[comp.sources.bugs] sending source code

randy@umn-cs.UUCP (Randy Orrison) (11/02/87)

In article <332@uvicctr.UUCP> sbanner1@uvicctr.UUCP (S. John Banner) writes:
>                              I think that if we have to set some sort
>of a standard for this (and I think that we will have do deal with this
>problem sooner or later), the combination of zoo, and uuencode is
>probably the way to go.

How about a modification to zoo:  Have it produce btoa'd output, and recognize
that transparently as input?  I haven't gotten it running on this Encore yet,
but it doesn't seem like a text header giving the format (8 bit or btoa'd)
would be unreasonable.  Anyone want to work on this?  (I would, but like I said
i haven't even had time to find the bug that dumps core here...)

(btoa: like uuencode, but adds only 20% to size)

>                      S. John Banner
>
>...!uw-beaver!uvicctr!sol!sbanner1
>...!ubc-vision!uvicctr!sol!sbanner1
>ccsjb@uvvm
>sbanner1@sol.UVIC.CDN

	-randy
-- 
Randy Orrison, University of Minnesota School of Mathematics
UUCP:	{ihnp4, seismo!rutgers!umnd-cs, sun}!umn-cs!randy
ARPA:	randy@ux.acss.umn.edu		 (Yes, these are three
BITNET:	randy@umnacca			 different machines)

dan@srs.UUCP (Dan Kegel) (11/05/87)

Roughly paraphrased:
> It is desireable to use a compressing archiver (like zoo or arc)
> to package groups of files for transmission.
> However, the resulting archives must be uuencoded (or btoa'd) before
> transmission on Usenet.
> Why not just make the compressing archiver output in a format
> suitable for direct transmission on Usenet?
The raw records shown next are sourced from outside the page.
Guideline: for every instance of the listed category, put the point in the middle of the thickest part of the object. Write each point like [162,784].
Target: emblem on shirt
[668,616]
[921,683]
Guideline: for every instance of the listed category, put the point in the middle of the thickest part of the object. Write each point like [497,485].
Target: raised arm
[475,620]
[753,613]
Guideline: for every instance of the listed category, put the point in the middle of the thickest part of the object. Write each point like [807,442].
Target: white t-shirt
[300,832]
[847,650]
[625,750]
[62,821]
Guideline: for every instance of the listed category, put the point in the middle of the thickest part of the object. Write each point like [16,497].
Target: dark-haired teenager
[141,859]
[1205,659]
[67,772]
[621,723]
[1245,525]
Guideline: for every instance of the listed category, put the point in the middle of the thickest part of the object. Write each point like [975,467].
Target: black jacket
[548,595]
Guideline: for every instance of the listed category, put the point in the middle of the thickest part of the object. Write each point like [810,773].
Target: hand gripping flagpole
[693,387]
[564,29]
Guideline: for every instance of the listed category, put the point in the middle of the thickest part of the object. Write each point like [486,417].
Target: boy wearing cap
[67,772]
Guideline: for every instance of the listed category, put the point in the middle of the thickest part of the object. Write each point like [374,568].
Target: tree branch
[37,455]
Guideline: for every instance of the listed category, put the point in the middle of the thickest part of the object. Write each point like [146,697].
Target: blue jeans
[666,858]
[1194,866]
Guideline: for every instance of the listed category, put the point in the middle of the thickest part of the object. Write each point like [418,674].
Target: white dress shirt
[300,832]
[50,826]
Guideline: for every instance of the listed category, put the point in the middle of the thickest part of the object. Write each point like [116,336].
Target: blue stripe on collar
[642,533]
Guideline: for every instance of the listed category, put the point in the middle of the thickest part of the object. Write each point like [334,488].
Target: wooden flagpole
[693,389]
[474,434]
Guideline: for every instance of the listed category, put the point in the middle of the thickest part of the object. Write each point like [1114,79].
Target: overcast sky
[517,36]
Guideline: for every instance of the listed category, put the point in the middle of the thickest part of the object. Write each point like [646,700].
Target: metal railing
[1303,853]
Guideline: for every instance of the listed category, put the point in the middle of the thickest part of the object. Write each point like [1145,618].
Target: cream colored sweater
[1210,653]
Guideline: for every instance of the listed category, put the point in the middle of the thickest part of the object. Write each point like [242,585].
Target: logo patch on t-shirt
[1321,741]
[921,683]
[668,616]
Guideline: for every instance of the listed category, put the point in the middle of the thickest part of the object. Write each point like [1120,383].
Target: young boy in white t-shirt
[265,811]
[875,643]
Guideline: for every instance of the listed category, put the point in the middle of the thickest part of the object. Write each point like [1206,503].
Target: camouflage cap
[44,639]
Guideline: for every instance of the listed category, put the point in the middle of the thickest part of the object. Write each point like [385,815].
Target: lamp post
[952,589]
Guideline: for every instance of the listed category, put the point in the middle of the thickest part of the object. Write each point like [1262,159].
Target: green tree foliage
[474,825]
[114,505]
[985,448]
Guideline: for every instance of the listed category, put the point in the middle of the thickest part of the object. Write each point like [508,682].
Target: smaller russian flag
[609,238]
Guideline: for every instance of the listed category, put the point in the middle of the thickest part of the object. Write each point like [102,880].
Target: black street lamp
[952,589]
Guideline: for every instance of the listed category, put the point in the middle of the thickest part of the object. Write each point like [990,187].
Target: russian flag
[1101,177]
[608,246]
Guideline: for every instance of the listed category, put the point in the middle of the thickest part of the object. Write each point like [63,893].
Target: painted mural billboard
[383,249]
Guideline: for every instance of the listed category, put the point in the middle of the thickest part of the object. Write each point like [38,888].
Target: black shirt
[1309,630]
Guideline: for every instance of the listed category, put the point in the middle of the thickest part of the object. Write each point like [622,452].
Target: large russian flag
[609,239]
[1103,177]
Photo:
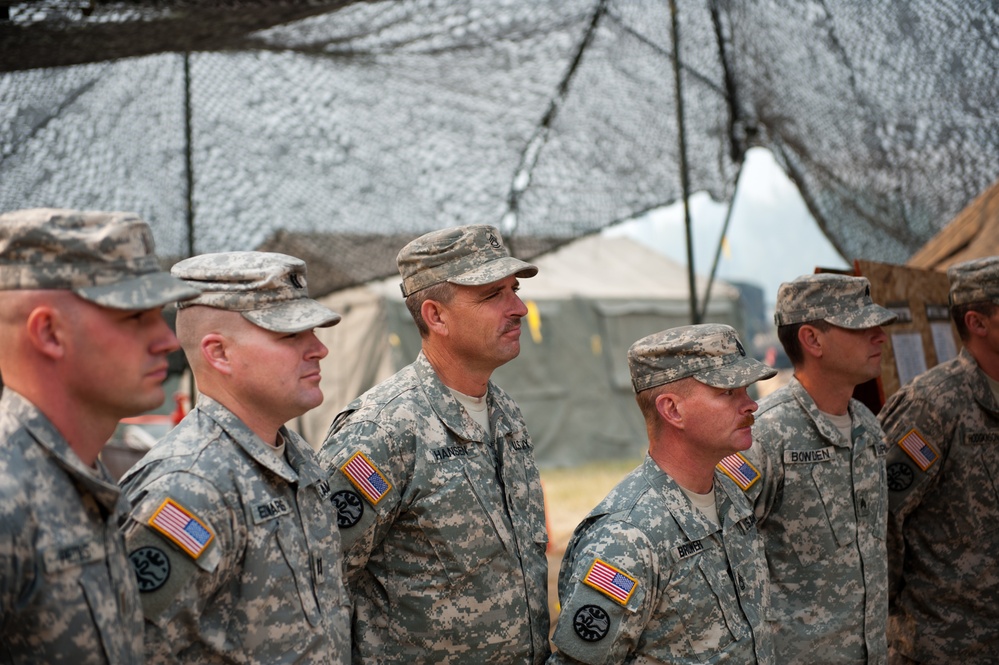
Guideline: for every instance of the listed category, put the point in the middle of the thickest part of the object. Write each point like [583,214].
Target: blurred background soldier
[669,566]
[232,534]
[443,518]
[821,498]
[83,344]
[943,489]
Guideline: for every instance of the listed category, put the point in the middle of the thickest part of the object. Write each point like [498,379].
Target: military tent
[590,301]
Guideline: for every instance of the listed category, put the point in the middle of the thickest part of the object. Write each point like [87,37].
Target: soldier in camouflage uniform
[441,508]
[232,533]
[820,488]
[943,490]
[669,567]
[83,344]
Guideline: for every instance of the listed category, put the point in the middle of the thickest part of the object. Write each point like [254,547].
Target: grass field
[569,495]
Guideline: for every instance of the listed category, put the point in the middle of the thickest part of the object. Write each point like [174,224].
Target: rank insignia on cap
[916,447]
[180,526]
[740,470]
[366,477]
[610,581]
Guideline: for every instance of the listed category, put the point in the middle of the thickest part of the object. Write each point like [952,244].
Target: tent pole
[721,241]
[188,160]
[189,186]
[684,182]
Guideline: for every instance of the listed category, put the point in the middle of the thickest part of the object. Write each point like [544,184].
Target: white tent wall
[590,301]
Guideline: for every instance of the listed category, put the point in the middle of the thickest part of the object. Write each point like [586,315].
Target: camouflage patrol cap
[974,281]
[841,300]
[468,255]
[107,258]
[267,288]
[709,352]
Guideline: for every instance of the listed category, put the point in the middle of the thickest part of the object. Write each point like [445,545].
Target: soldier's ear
[432,313]
[45,328]
[810,340]
[215,350]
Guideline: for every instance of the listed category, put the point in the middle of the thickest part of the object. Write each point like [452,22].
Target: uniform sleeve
[916,440]
[607,592]
[181,542]
[367,472]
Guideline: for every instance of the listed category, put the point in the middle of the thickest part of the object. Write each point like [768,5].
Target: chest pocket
[704,600]
[277,551]
[821,507]
[454,519]
[975,469]
[82,563]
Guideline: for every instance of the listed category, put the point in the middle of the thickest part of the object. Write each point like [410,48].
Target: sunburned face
[119,358]
[483,323]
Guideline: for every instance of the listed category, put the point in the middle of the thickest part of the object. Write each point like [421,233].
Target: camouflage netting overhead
[247,124]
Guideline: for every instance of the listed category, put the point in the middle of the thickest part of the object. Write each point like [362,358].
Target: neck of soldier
[985,357]
[829,395]
[85,429]
[458,373]
[689,469]
[265,425]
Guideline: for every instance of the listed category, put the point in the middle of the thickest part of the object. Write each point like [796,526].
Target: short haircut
[442,292]
[647,402]
[985,307]
[788,336]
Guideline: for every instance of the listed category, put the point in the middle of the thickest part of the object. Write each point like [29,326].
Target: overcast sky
[772,237]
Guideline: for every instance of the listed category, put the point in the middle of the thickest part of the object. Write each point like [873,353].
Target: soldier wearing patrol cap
[819,482]
[83,344]
[943,490]
[232,534]
[442,513]
[669,566]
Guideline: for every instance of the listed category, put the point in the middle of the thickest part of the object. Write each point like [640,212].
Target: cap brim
[736,375]
[494,271]
[868,317]
[147,291]
[293,316]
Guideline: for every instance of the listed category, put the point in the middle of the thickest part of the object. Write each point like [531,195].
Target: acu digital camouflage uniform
[267,587]
[66,591]
[698,591]
[253,575]
[943,500]
[646,577]
[821,500]
[822,509]
[445,554]
[443,527]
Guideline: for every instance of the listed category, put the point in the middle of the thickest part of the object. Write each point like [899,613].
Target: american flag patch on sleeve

Sounds like a good idea to me.  I've always disliked having to go
thru three steps (paste, uudecode, unarchive) to decode these postings;
it's work I'd just as soon have a program do for me.

I think that more thought needs to be given to transmitting large
binary files over Usenet.  People often distribute documentation and
source in this format, so the old objection "But executables don't belong 
on Usenet" no longer applies.

- Dan Kegel

kent@xanth.UUCP (Kent Paul Dolan) (11/07/87)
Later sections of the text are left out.